After his release from a North Korean labor camp for defecting, Ryu started working at a coal mine. He said his peers went crazy when he shared the freedoms he had experienced in China, like watching South Korean dramas and K Pop, and eating white rice, seafood and fruit.
“Every time I told these stories to my friends, it also reminded me, ‘What am I doing here,’ “Ryu said. He concluded the risk of escaping for a second time, a crime punishable by death, outweighed working in a coal mine until he died or lost a limb.
So he stole five flashlights from the coal mine, sold them for food and waited three months for an opportunity to travel to the border. When he spotted a train car bound for the North Korean border, Ryu seized his chance. He took advantage of his young age and small stature, telling the train guard his mom had already boarded the train with their tickets.
He spent the next two days hiding from the guards on the train. Ryu said the train had almost reached its destination when he was grabbed by his neck and told he would be handed over to the police at the next stop. Ryu jumped off the moving train, rolled into a ditch and sprinted into nearby woods.
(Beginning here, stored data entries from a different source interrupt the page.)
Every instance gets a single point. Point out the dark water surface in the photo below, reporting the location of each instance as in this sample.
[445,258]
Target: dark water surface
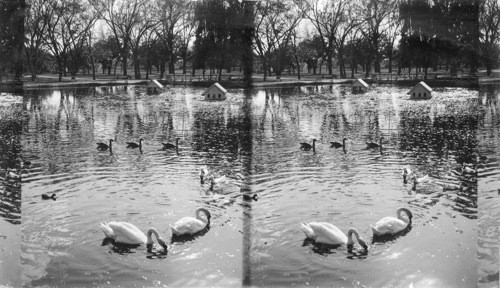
[252,138]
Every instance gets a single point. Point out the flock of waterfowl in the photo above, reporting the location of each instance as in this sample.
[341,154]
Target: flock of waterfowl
[127,233]
[320,232]
[327,233]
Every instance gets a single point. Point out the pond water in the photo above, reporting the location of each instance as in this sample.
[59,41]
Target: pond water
[253,138]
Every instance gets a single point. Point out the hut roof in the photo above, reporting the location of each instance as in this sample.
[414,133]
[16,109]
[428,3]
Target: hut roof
[218,86]
[422,83]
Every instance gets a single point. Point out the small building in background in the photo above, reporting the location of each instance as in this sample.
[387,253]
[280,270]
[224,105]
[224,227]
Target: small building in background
[420,91]
[359,86]
[215,92]
[154,86]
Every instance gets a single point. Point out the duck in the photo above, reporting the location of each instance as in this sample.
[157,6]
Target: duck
[391,225]
[338,144]
[406,173]
[103,146]
[326,233]
[247,197]
[47,196]
[170,145]
[371,145]
[306,146]
[128,233]
[417,180]
[134,145]
[11,174]
[191,225]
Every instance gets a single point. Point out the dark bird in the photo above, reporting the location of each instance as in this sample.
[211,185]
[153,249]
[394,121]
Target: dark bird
[338,144]
[170,145]
[374,144]
[47,197]
[248,197]
[306,146]
[103,146]
[134,145]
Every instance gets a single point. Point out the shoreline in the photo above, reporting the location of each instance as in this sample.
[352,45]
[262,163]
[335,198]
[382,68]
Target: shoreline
[238,84]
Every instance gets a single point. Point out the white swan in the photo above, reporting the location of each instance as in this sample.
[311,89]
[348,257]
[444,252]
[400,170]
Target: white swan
[127,233]
[326,233]
[10,174]
[392,225]
[204,173]
[406,172]
[467,170]
[191,225]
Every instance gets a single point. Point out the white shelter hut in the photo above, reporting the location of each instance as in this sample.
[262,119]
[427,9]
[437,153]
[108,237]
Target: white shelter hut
[215,92]
[420,91]
[359,86]
[154,86]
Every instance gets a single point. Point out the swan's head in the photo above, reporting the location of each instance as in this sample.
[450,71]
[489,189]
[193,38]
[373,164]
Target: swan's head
[363,244]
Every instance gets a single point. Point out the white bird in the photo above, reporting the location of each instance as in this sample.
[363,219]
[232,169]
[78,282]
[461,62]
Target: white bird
[417,180]
[392,225]
[326,233]
[406,172]
[10,174]
[191,225]
[467,170]
[127,233]
[204,173]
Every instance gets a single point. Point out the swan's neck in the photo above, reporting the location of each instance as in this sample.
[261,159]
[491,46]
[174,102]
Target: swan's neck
[350,241]
[158,238]
[207,214]
[408,213]
[152,231]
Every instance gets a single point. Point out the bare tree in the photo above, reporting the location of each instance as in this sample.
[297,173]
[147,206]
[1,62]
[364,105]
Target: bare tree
[122,17]
[376,19]
[275,24]
[489,24]
[67,32]
[326,17]
[39,13]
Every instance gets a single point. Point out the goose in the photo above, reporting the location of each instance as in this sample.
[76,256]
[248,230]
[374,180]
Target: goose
[406,172]
[170,145]
[249,198]
[338,144]
[306,146]
[326,233]
[127,233]
[371,145]
[417,180]
[134,145]
[191,225]
[103,146]
[47,196]
[11,174]
[392,225]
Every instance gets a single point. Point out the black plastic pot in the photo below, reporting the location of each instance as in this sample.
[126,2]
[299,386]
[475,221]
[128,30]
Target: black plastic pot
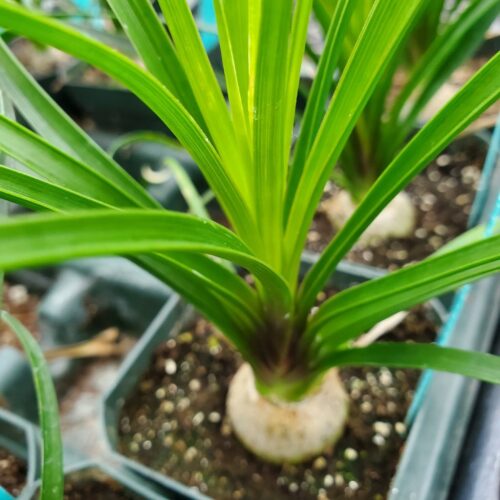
[169,323]
[98,470]
[109,108]
[135,157]
[19,438]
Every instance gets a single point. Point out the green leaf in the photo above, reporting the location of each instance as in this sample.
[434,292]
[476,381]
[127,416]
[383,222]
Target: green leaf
[320,91]
[43,239]
[56,127]
[151,92]
[198,288]
[366,65]
[48,410]
[207,91]
[37,194]
[152,43]
[476,96]
[453,46]
[352,311]
[232,26]
[54,165]
[126,140]
[270,135]
[187,188]
[205,283]
[477,365]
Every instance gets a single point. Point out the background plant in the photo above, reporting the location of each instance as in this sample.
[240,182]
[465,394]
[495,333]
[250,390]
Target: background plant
[243,151]
[441,37]
[48,410]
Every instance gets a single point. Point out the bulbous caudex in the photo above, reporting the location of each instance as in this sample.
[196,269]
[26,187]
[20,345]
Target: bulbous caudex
[397,220]
[287,432]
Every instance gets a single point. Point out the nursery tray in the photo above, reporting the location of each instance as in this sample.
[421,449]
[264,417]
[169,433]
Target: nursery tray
[132,485]
[433,447]
[169,323]
[478,473]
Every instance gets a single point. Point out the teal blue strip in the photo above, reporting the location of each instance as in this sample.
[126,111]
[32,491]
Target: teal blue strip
[4,495]
[208,24]
[461,295]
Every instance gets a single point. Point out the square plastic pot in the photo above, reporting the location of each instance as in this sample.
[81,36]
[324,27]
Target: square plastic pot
[130,482]
[169,322]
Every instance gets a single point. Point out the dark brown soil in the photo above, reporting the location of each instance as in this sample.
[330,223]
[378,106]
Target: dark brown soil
[99,487]
[23,305]
[95,485]
[175,423]
[12,472]
[443,196]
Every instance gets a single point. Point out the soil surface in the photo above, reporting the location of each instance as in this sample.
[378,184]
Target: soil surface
[175,423]
[12,472]
[23,305]
[443,195]
[96,488]
[95,485]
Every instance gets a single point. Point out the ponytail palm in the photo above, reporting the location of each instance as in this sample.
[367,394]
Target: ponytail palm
[441,37]
[244,152]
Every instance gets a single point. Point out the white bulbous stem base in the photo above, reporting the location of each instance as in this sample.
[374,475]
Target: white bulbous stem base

He walked for hours and illegally boarded another train before finally making it to the border town. He then swam through a river and walked for three days, without water or food, into China. Just when he had enough blisters he couldn’t continue, Ryu met a motorcyclist who helped him travel to his father.
With the help of an unknown travel broker, Ryu migrated to Southeast Asia and arranged for his passage to the U.S. Since arriving in America five years ago, Ryu has graduated high school and worked as a sushi chef, Uber and Lyft driver and driving instructor.
Despite the brainwashing, interrogation and labor he endured, Ryu said he does not resent North Korea. “It’s my hometown,” Ryu said. “It’s not the people I hate. It’s the government.”